En regardant les œuvres de Koons on peut être amené à croire que ce ne sont que de vulgaires pièces en plastique ou bien encore gonflées à l’hélium etc… avec des couleurs criardes, bref que c’est pas très compliqué de créer cela. Certes cela a l’air d’être facile, mais ça ne l’est pas. Chacune d’entre elles nécessite des mois de travail, voire des années (jusqu’à trois ans parfois) pour les plus imposantes. Du reste la fabrication est financée par ses mécènes, car elle coûte très cher. Elles font appel à des techniques très avancées, à la pointe de ce qui se fait de mieux dans tous les domaines.

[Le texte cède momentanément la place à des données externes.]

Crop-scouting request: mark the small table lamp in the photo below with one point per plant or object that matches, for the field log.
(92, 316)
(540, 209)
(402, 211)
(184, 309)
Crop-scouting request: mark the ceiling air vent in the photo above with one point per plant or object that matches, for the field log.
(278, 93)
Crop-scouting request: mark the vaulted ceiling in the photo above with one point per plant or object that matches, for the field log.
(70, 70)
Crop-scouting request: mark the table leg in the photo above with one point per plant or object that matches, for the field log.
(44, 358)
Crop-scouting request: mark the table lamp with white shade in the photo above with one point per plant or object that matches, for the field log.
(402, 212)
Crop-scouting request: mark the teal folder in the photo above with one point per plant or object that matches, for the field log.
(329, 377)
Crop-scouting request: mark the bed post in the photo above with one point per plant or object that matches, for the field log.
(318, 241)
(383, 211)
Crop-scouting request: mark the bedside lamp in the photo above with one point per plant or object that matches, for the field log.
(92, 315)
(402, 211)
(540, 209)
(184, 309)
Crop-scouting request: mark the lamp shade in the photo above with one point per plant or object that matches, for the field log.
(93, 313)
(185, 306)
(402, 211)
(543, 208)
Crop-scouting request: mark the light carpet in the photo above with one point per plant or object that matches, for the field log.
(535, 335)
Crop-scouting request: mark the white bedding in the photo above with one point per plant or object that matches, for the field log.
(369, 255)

«  Il n’y a pas cinquante artistes comme lui dans le monde. En travaillant avec lui, j’ai pu constater à quel point il est rigoureux et précis. Il aime vraiment ce qu’il fait et il est très attiré par tout ce qui a trait aux métiers de l’artisanat. Il n’a rien d’un faiseur, son art est réfléchi et il s’appuie sur une véritable connaissance de l’histoire de l’art. » Laurent LE BON (Directeur du Musée Picasso)

L’expo s’intitule : Jeff KOONS – Œuvres de la collection Pinault et se tiendra jusqu’au 18 octobre 2021. Il s’agit de 19 pièces qui font partie, comme son nom l’indique, de la collection de l’homme d’affaires français François Pinault, collection dont le directeur général (et conseiller culturel) est Jean-Jacques Aillagon qui fut ministre de la Culture et de la Communication de 2002 à 2004, mais aussi président de l’Établissement du château, du musée et du domaine national de Versailles . Elles dialoguent avec diverses pièces appartenant au musée.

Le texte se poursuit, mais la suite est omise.